1 1/2 cups brown rice
1/2 cup wild rice
5 cups mushroom broth, divided
1 1/2 cups whole wheat bread crumbs
1/2 cup soy Parmesan cheese
1 teaspoon olive oil, plus more for cooking
1 onion, diced finely
2 cloves garlic, diced finely
1 - 8 ounce package baby portobella mushrooms, sliced
1 - 8 ounce package traditionally seasoned seitan, cut into small pieces
1/2 cup unsweetened soymilk
1/2 cup vegan sour cream
1 tablespoon dried sage
salt and pepper, to taste
1) Preheat oven to 325 degrees Fahrenheit. Bring 4 cups mushroom broth to a boil in a large stock pot. Add both brown and wild rice, return broth to a boil, reduce heat and let simmer until all liquid is absorbed and rice is fluffy.
2) Combine bread crumbs, soy cheese and 1 teaspoon olive oil, stirring until mixture is combined. It should be quite dry-- if you've added too much oil, just throw in another handful of bread crumbs. Set aside.

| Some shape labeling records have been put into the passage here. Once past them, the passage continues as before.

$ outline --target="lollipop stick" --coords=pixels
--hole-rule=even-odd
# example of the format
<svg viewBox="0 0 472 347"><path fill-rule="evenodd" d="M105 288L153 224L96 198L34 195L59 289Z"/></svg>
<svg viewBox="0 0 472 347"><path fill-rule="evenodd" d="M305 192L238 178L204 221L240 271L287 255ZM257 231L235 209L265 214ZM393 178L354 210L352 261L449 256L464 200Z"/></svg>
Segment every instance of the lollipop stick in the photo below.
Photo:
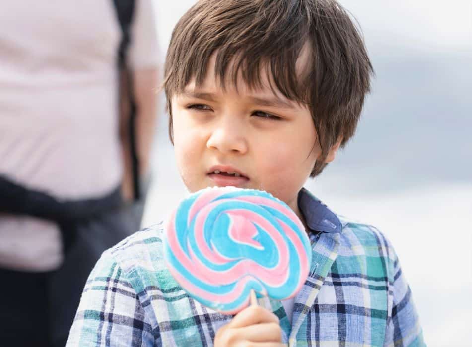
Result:
<svg viewBox="0 0 472 347"><path fill-rule="evenodd" d="M257 306L257 299L256 298L256 293L254 292L254 289L251 289L251 299L250 302L251 306Z"/></svg>

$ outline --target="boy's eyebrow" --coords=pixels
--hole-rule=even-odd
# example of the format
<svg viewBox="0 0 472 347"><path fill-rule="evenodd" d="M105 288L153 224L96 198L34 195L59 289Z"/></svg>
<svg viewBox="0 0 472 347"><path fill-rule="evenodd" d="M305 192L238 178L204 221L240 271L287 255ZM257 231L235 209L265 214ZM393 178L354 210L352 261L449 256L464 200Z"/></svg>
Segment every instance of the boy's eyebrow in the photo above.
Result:
<svg viewBox="0 0 472 347"><path fill-rule="evenodd" d="M212 93L184 91L182 94L184 96L188 98L202 99L209 101L216 101L217 99L216 95ZM278 107L284 109L291 109L293 107L293 104L290 101L284 100L275 96L268 98L250 96L248 97L248 99L252 103L261 106Z"/></svg>

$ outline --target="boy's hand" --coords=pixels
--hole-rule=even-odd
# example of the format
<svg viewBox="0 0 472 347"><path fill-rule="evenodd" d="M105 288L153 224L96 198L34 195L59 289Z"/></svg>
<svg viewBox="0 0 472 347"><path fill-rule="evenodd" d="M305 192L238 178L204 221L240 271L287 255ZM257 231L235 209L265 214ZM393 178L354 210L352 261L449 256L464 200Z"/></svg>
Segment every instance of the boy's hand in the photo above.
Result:
<svg viewBox="0 0 472 347"><path fill-rule="evenodd" d="M279 347L282 330L277 316L259 306L250 306L216 332L215 347Z"/></svg>

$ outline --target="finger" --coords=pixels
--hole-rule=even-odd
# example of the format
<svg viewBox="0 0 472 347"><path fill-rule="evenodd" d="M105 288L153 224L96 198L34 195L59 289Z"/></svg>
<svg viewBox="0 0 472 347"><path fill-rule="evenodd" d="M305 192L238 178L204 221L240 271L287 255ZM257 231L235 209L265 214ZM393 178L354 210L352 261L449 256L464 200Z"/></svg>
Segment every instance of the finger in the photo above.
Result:
<svg viewBox="0 0 472 347"><path fill-rule="evenodd" d="M281 342L250 342L250 345L254 347L285 347L287 345ZM247 346L247 342L245 341L237 346Z"/></svg>
<svg viewBox="0 0 472 347"><path fill-rule="evenodd" d="M272 312L260 306L250 306L238 313L229 325L231 328L241 328L260 323L276 323L278 318Z"/></svg>
<svg viewBox="0 0 472 347"><path fill-rule="evenodd" d="M282 329L278 323L263 323L235 330L242 338L251 342L282 342Z"/></svg>

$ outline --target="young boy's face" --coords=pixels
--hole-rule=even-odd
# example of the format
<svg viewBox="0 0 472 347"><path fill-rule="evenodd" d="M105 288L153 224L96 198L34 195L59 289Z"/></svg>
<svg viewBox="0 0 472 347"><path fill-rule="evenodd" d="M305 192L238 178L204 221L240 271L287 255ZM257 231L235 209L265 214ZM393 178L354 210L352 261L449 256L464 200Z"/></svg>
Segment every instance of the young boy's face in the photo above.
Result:
<svg viewBox="0 0 472 347"><path fill-rule="evenodd" d="M234 186L265 190L299 215L297 198L321 151L311 115L268 82L221 88L214 59L203 85L171 100L177 164L191 192ZM331 161L337 147L325 161Z"/></svg>

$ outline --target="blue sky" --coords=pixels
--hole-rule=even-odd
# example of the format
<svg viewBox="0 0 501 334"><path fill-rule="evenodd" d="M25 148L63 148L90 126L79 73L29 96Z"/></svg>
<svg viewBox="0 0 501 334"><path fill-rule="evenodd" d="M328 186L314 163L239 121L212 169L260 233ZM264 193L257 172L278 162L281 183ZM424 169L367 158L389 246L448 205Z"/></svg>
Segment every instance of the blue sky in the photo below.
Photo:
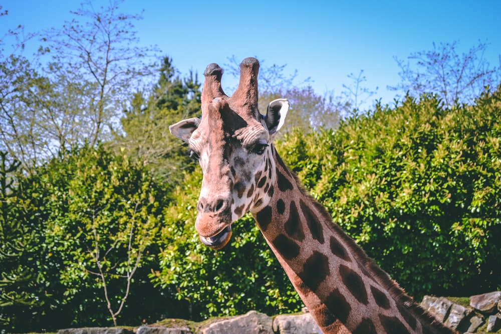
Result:
<svg viewBox="0 0 501 334"><path fill-rule="evenodd" d="M0 36L19 24L27 33L59 27L79 0L7 0ZM106 1L95 2L99 6ZM141 43L157 45L181 73L197 72L228 57L257 57L266 66L287 64L288 73L311 77L316 92L340 94L350 73L361 70L374 98L390 102L387 86L400 81L394 56L430 50L433 42L458 42L466 52L478 41L490 43L485 57L499 65L501 1L153 1L126 0L122 11L144 10L135 24ZM233 85L223 76L223 87ZM225 81L225 80L226 81ZM230 92L226 92L229 94Z"/></svg>

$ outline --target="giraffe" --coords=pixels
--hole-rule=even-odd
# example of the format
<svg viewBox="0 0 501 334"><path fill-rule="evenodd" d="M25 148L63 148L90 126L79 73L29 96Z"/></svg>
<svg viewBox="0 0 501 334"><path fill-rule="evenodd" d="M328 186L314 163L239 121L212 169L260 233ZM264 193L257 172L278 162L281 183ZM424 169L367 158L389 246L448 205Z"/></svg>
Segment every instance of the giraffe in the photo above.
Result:
<svg viewBox="0 0 501 334"><path fill-rule="evenodd" d="M222 248L231 223L250 211L325 334L456 332L422 310L303 189L273 145L288 101L273 101L261 114L259 62L246 58L240 69L238 87L228 97L222 69L209 65L201 119L169 127L202 168L195 222L200 240Z"/></svg>

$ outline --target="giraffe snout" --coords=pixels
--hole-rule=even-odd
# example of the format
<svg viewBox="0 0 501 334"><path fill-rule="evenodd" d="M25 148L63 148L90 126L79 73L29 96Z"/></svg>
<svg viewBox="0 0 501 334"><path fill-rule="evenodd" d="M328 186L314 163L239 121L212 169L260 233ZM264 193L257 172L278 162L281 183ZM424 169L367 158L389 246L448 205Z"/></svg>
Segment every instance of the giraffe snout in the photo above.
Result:
<svg viewBox="0 0 501 334"><path fill-rule="evenodd" d="M200 198L196 209L199 213L217 214L223 212L229 206L229 201L222 198L210 199Z"/></svg>

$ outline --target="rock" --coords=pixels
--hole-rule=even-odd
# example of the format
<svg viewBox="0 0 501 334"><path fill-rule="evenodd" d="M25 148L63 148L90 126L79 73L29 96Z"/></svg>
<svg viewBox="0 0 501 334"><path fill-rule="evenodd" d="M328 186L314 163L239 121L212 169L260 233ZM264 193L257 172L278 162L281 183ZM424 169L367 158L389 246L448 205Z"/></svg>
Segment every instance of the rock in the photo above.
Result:
<svg viewBox="0 0 501 334"><path fill-rule="evenodd" d="M470 297L470 305L482 313L491 314L501 300L501 291L477 294Z"/></svg>
<svg viewBox="0 0 501 334"><path fill-rule="evenodd" d="M273 320L273 330L279 334L318 334L318 326L311 314L277 315Z"/></svg>
<svg viewBox="0 0 501 334"><path fill-rule="evenodd" d="M443 297L437 298L426 295L421 302L421 307L441 322L445 321L452 306L452 302Z"/></svg>
<svg viewBox="0 0 501 334"><path fill-rule="evenodd" d="M166 327L150 327L141 326L136 334L193 334L187 327L169 328Z"/></svg>
<svg viewBox="0 0 501 334"><path fill-rule="evenodd" d="M484 322L481 315L470 313L470 315L461 321L456 329L461 333L474 333Z"/></svg>
<svg viewBox="0 0 501 334"><path fill-rule="evenodd" d="M201 330L202 334L273 334L273 320L270 317L256 311L249 311L243 315L233 316L210 325Z"/></svg>
<svg viewBox="0 0 501 334"><path fill-rule="evenodd" d="M445 324L454 329L457 329L461 322L466 318L472 310L464 306L452 304L450 307L449 316L445 320Z"/></svg>
<svg viewBox="0 0 501 334"><path fill-rule="evenodd" d="M490 315L487 320L487 331L493 332L501 328L501 314Z"/></svg>
<svg viewBox="0 0 501 334"><path fill-rule="evenodd" d="M134 334L134 332L123 328L84 327L60 329L58 334Z"/></svg>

3) While rice cooks, saute onion and garlic in olive oil until translucent. Add mushroom, saute until soft. Add seitan, soymilk, 1 cup mushroom broth, vegan sour cream and sage, bring to a boil. Reduce heat and simmer mixture for 2 to 3 minutes.
4) Combine cooked rice and seitan mixture in a greased casserole dish, stirring to thoroughly incorporate. Sprinkle bread crumb mixture over the top. Cover with foil and cook for 25 minutes. Remove foil and cook for 5 minutes more to brown the top.
Serve with cranberry sauce for a Thanksgiving twist!
Source of recipe: I was tinkering with ideas for creamy rice casseroles and this is what came out!